Reflections on 9/11 Anniversary: ACCF Board of Advisors Member Joe Lieberman

Politico

Hon. Joe Lieberman (I-CT)
former United States Senator and Democratic Vice Presidential nominee in 2000

Joseph Lieberman, then a Democratic senator from Connecticut, had run as Al Gore’s vice presidential running mate in 2000. On Sept. 11, he was the chairman of the Senate Governmental Affairs Committee, which would later be revamped as the Homeland Security and Governmental Affairs Committee. He led the effort in Congress to establish the Department of Homeland Security, as well as a separate National Counterterrorism Center, to oversee nearly two dozen law enforcement and security agencies with a role in domestic defense. He also co-sponsored the law establishing the 9/11 Commission, the bipartisan body that investigated the attack and law enforcement and intelligence agencies’ failure to prevent it. He was also a leading supporter of the U.S.-led invasion of Iraq in early 2003. Lieberman, 79, is now a senior counsel at Kasowitz, Benson, Torres & Friedman.

“People ask, ‘Do you think a Gore-Lieberman administration would have went into Iraq?’ I would say probably not. But you have to really appreciate the mood at the time. There was this general feeling that there were all sorts of signals before 9/11 … during the ‘90s … that we didn’t respond to. We should have seen it coming and acted to stop it. So there’s no question that’s part of the feeling that was in the Bush White House about Iraq. … Maybe it was a step too far as you look back in terms of all of the costs.”

“You have to look forward with a kind of clarity and imagination about the threats that might come. But you also have to be careful not to fight the last war after it’s over.”

“We learned a lot of lessons about what we didn’t know about the Arab world and the Muslim world. We got pretty good at overthrowing Arab Muslim dictators like Saddam Hussein, but what to do next? We weren’t very informed, as was evidenced by our postwar policy in Iraq, which was a failure. Hopefully we’ve learned from that.”
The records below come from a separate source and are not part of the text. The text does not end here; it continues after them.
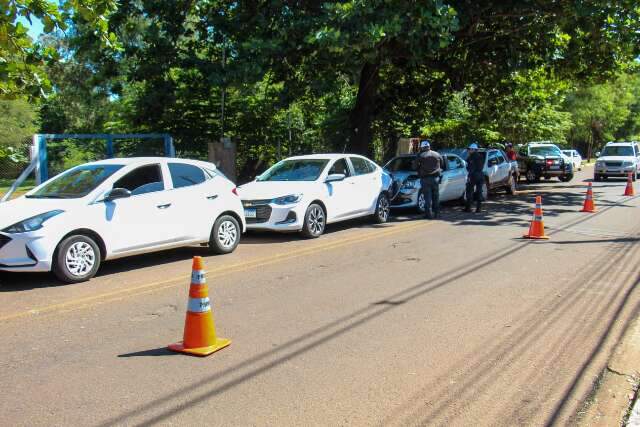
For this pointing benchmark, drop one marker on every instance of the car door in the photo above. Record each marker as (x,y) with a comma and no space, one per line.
(340,195)
(455,177)
(504,167)
(144,219)
(367,185)
(196,199)
(492,169)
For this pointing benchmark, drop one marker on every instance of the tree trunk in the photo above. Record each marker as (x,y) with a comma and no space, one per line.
(361,117)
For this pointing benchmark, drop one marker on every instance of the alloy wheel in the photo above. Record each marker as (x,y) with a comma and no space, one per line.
(383,208)
(227,234)
(316,220)
(80,259)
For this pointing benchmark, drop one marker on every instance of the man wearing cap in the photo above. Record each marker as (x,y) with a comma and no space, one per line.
(475,180)
(430,166)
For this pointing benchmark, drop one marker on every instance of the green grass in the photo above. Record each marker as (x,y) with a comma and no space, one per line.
(5,184)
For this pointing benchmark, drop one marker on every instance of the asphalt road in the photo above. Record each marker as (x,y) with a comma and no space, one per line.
(449,322)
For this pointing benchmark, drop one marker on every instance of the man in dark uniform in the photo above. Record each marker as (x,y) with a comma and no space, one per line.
(430,166)
(475,181)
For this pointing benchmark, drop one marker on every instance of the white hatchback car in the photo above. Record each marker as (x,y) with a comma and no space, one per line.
(305,193)
(118,207)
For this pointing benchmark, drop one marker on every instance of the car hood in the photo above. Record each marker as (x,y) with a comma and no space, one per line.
(261,190)
(616,159)
(22,208)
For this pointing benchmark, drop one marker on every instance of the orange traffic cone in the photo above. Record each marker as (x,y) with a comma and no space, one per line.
(199,330)
(589,206)
(536,229)
(629,190)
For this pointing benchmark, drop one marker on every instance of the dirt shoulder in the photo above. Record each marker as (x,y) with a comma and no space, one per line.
(615,392)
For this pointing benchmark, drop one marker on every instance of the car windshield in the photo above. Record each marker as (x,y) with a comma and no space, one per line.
(295,170)
(75,183)
(618,150)
(544,150)
(402,164)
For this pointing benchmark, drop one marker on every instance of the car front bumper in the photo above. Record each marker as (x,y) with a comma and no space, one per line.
(25,252)
(272,217)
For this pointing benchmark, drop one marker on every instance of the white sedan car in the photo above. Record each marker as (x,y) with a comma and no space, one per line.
(574,157)
(118,207)
(304,194)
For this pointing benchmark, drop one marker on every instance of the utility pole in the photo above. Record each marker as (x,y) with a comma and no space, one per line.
(224,88)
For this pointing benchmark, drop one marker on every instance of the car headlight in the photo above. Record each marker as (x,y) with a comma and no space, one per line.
(31,224)
(287,200)
(410,184)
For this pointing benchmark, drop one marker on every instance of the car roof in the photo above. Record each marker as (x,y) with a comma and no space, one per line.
(126,161)
(324,156)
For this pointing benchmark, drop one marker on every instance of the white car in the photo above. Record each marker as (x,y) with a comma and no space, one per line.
(305,193)
(617,160)
(574,157)
(118,207)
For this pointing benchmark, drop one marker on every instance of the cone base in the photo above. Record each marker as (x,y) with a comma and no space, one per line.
(200,351)
(528,236)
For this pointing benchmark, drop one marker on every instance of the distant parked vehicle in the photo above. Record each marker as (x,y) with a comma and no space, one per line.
(408,192)
(305,193)
(618,159)
(115,208)
(499,172)
(575,158)
(542,159)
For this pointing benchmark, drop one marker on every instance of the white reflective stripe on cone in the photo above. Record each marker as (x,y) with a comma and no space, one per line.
(198,305)
(197,277)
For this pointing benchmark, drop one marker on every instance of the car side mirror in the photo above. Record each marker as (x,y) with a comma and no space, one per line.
(117,193)
(335,177)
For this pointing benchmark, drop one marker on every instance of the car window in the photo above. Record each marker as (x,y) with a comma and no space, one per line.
(142,180)
(340,166)
(76,182)
(360,166)
(183,175)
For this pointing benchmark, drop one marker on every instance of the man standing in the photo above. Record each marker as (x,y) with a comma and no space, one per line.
(475,181)
(430,169)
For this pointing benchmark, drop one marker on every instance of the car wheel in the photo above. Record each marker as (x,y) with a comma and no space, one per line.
(76,259)
(383,209)
(225,235)
(315,220)
(421,203)
(512,186)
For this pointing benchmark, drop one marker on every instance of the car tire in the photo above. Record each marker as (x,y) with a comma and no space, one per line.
(315,220)
(383,209)
(76,259)
(531,176)
(512,185)
(225,235)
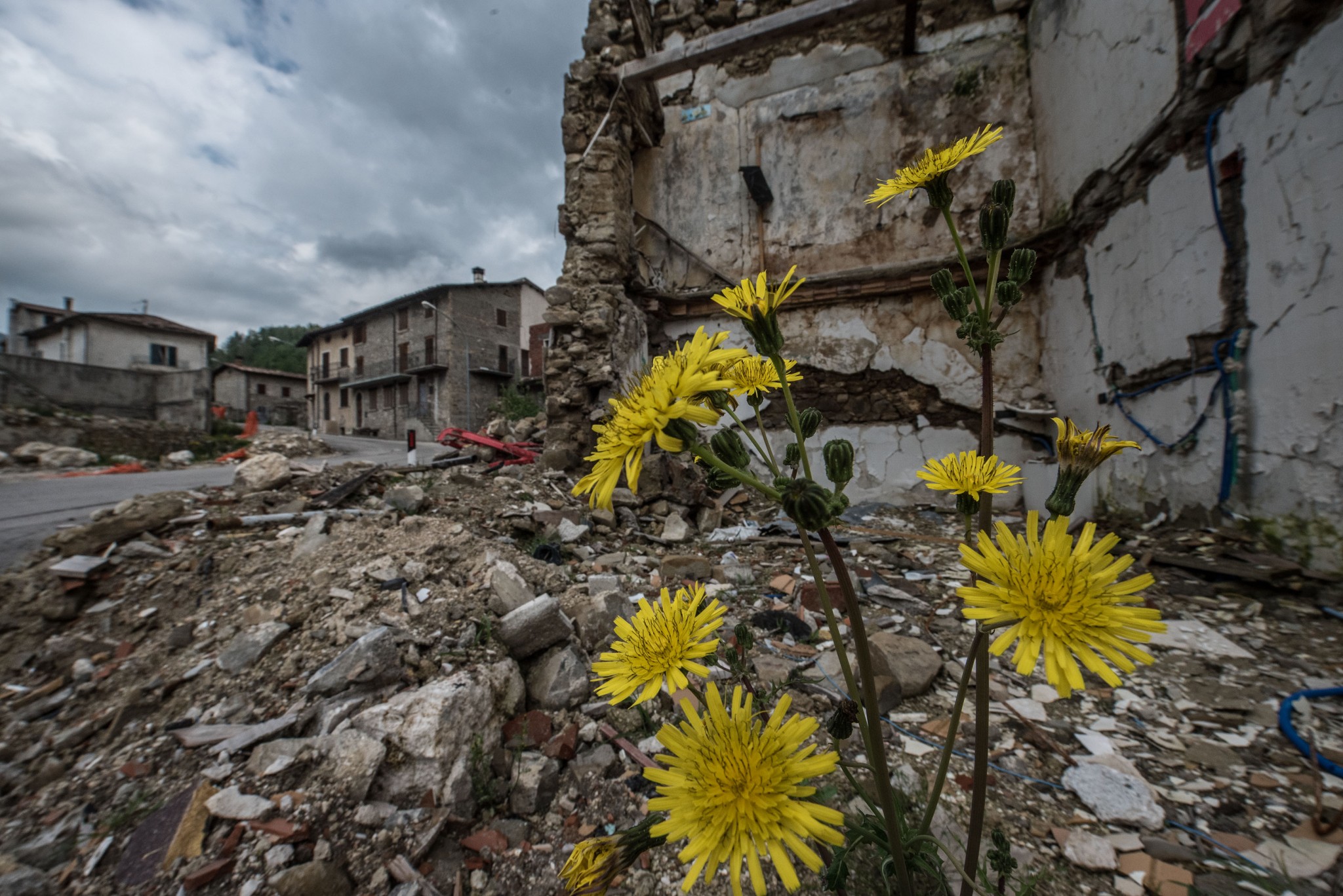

“There was a memorable [section] in the 9/11 Commission report. The 9/11 attacks were enabled because of a lack of ‘imagination.’ It meant that we couldn’t imagine that people would do what al Qaeda did to us. But the truth is if we had looked at what had happened during the ’90s we could have imagined and should have imagined.”

“You’ve got to be careful not to always fight the last war.”